Third placed overall at Utah and best young rider, Bissell's 19-year-old Oregonian is headed for a new team
As the air thinned and the clouds built on the high slopes of Mount Nebo Thursday, Ian Boswell (Bissell) clung to the wheel of Francisco Mancebo (Canyon Bicycles) as the three-time Tour de France top-10 finisher pursued eventual winner Levi Leipheimer (Mellow Johnny’s). Boswell’s third-place ride, which bumped him up to fourth overall – and a tie with third overall Darren Lill (Fly V Australia) – confirmed what Trek-Livestrong director Axel Merckx had known for more than a year.
“I was in contact with Ian already last year,” said Merckx after the stage. “He was supposed to go to the development team for Cervelo and that team didn’t happen and I couldn’t pick him up because I was really full last year.” While the timing didn’t work out for Boswell at the RadioShack feeder program this year, the Bend, Oregon-based rider penned a deal to join Trek-Livestrong for 2011.
Boswell, 19, continued his strong ride through the rest of the Utah tour, winding up third overall behind Leipheimer and Mancebo and best young rider.
“We stayed in touch for a while and Bissell did a good job with him and developed him already very well, but I was always interested in him and hoping to scoop him up for next year,” said Merckx.
Boswell has flourished in his first year in the Continental ranks with Bissell. The former Hot Tubes riders won the Nevada City Classic in June and had a strong showing at his hometown race, the Cascade Classic in July, finishing 14th overall and second in the best young rider competition behind Trek-Livestrong’s Ben King.
“I won Nevada City earlier on this year,” said Boswell. “That was a huge confidence booster, winning that and then having a good ride at the Cascade Cycling Classic in Bend kind of opened my eyes and made me realize that the level that I’ve been at and the level these guys are at isn’t that different. To be able to ride with these guys today, I’m just reassured in my head that I can ride with these guys.”
That confidence carried over to Utah. Teammates Paul Mach and Jeremy Vennell pointed to Boswell before stage 1 as the man to watch for the team in the mountains. The team showed that backing when they protected their new climbing threat in the crosswinds around Utah Lake Thursday.
“The team had a lot of faith in me all day and kept me out of the wind, so I came into the bottom of the climb really fresh,” said Boswell after Thursday’s stage. When Mancebo, Jai Crawford and Darren Lill (Fly V Australia) forced the final selection, Boswell was there. And when Leipheimer attacked, and Lill faded after he tried to match the acceleration, Boswell was the only rider able to follow Mancebo’s chase.

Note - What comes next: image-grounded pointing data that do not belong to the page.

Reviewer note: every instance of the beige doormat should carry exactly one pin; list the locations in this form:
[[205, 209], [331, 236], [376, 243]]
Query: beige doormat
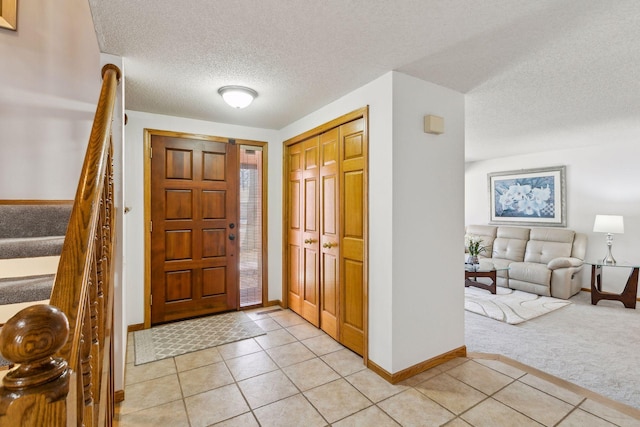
[[174, 339], [508, 305]]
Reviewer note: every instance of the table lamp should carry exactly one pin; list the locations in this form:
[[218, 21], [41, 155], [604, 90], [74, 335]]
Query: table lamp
[[610, 224]]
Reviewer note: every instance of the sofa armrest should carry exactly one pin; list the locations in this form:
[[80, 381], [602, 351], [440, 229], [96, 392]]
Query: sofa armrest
[[564, 262]]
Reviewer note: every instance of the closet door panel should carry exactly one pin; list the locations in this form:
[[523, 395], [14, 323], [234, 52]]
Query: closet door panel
[[295, 268], [311, 232], [353, 224], [329, 231]]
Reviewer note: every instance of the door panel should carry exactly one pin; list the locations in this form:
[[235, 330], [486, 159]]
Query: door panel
[[193, 203], [311, 270], [327, 228], [353, 220], [294, 232], [330, 221]]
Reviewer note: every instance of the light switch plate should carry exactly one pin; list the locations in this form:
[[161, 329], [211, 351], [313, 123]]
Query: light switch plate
[[433, 124]]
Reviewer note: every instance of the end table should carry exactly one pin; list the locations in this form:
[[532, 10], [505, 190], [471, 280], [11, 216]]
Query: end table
[[628, 296]]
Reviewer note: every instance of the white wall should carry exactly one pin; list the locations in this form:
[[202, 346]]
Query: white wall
[[134, 197], [428, 218], [49, 86], [404, 317], [600, 179]]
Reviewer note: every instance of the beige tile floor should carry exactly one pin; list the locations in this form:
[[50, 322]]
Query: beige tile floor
[[296, 375]]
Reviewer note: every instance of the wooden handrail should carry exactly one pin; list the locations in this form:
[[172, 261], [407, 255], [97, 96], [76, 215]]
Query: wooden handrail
[[63, 351]]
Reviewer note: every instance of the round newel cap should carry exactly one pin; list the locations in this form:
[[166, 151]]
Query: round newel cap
[[35, 333]]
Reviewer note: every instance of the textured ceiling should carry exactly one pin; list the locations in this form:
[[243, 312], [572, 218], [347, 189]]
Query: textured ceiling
[[527, 67]]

“I expected it to separate like that and I had the good legs and was able to follow,” said Boswell. “I’ve always kind of known I can do this. I’ve been under the radar.” In the end, Boswell couldn’t come around Mancebo in the downhill finish and settled for third.
Inking the Contract
Boswell signed a one-year contract to join Trek-Livestrong earlier this month. Merckx said that negotiations went smoothly and they made a verbal commitment before Cascade and finalized the one-year contract after the race. “We had been talking on and off all year and kept in contact,” said Merckx. “We got the contract all figured out then.”

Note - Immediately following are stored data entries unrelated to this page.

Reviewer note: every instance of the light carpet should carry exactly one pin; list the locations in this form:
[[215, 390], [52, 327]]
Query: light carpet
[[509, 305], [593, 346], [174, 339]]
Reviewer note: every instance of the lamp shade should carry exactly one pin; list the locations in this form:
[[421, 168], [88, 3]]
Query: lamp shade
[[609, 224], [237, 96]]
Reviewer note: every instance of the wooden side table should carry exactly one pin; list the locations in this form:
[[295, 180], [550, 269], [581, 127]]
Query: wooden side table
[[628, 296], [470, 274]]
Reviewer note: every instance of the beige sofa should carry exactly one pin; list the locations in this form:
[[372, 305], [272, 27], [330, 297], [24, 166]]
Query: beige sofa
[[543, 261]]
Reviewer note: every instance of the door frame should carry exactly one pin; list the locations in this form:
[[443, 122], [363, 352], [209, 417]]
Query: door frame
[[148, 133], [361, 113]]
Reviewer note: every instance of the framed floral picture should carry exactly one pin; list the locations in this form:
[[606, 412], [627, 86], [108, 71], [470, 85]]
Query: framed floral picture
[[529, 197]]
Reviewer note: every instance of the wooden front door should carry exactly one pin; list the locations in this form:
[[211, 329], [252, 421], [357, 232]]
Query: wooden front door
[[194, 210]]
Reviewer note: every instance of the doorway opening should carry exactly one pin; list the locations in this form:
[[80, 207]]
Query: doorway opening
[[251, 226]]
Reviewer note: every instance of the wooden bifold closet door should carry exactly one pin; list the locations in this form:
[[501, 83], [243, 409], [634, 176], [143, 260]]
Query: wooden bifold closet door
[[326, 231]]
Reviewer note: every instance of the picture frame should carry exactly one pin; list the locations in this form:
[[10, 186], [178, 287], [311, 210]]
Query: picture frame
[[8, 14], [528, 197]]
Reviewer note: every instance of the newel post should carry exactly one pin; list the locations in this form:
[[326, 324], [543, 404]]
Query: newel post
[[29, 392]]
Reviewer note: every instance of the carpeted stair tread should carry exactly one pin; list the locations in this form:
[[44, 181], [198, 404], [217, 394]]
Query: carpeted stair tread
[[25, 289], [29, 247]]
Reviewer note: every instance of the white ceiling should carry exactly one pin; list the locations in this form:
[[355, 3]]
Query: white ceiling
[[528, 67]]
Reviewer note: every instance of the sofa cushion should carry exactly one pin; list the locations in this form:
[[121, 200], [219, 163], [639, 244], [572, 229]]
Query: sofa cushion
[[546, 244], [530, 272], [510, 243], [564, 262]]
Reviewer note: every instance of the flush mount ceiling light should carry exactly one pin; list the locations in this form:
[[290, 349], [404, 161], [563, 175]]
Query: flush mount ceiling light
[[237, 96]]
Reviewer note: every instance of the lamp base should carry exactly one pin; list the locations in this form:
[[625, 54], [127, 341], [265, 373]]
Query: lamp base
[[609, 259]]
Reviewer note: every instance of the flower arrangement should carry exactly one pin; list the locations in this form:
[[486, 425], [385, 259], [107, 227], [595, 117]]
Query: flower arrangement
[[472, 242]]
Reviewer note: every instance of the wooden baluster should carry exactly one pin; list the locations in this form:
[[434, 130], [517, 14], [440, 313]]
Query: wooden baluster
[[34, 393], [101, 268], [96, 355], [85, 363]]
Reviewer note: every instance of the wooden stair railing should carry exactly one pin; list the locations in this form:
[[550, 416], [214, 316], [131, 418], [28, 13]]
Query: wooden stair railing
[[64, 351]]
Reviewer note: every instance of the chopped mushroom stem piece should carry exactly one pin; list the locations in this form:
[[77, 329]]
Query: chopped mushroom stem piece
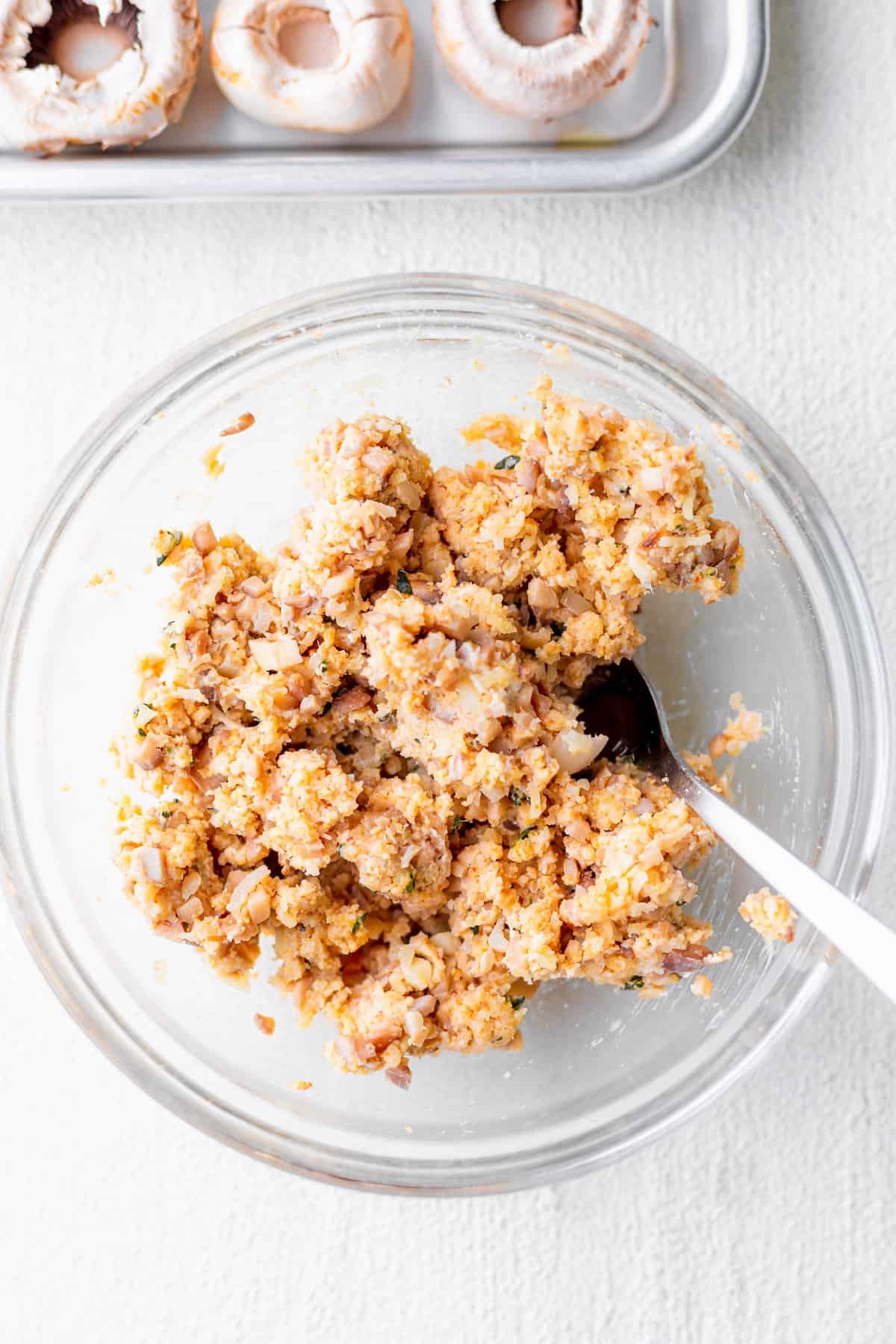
[[77, 74], [541, 82], [328, 65], [367, 746]]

Boswell’s future director was impressed by his ride on the front of the race Thursday. “Today is again proof that he is a great talent,” said Merckx. “He is obviously a really strong climber. He is good in the long, steady climbs and the thing that he needs to improve in himself is his time trialing.” (Boswell was 44th, at 1:15 behind stage winner Taylor Phinney in Friday’s time trial.)

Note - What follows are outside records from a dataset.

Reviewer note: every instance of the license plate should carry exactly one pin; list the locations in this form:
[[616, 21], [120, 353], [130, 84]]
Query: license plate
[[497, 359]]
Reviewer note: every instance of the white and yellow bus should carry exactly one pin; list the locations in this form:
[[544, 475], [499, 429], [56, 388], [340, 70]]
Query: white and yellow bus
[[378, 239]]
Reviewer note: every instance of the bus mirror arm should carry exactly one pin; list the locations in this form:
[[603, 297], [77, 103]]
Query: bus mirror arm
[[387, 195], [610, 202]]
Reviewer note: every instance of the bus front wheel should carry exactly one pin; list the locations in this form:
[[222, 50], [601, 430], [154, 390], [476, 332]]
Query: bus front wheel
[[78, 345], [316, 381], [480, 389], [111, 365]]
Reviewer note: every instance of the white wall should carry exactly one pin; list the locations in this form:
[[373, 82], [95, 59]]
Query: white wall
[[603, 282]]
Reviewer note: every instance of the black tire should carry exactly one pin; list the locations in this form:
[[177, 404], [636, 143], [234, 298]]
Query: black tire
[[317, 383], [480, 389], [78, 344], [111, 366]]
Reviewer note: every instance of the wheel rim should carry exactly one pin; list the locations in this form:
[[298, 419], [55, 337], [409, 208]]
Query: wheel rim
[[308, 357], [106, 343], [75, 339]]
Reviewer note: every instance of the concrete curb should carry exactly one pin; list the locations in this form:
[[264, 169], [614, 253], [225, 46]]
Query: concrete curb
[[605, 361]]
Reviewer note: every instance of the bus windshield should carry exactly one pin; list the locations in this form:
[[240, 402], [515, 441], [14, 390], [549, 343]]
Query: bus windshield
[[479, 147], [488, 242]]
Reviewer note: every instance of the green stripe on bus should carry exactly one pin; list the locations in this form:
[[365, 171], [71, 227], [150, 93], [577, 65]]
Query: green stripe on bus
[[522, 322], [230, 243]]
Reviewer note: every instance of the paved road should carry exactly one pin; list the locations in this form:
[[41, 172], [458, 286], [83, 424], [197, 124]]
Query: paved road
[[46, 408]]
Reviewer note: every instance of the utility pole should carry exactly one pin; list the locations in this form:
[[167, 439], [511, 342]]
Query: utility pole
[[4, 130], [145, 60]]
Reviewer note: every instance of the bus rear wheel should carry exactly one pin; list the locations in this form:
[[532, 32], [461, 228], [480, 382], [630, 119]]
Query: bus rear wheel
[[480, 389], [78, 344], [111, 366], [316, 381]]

If there were any situation in which Boswell, who finished second overall at Liège-La Gleize, could improve, it is with Trek-Livestrong. In just three years, the team has developed a knack for identifying and building solid TT riders. Merckx hoped to use an improved time trial to build Boswell into a real stage race threat at the ProTour level.
“We’ll try give him the best possible equipment and the tools to develop him into a real stage race rider in the future and hopefully in the big team later on,” said Merckx.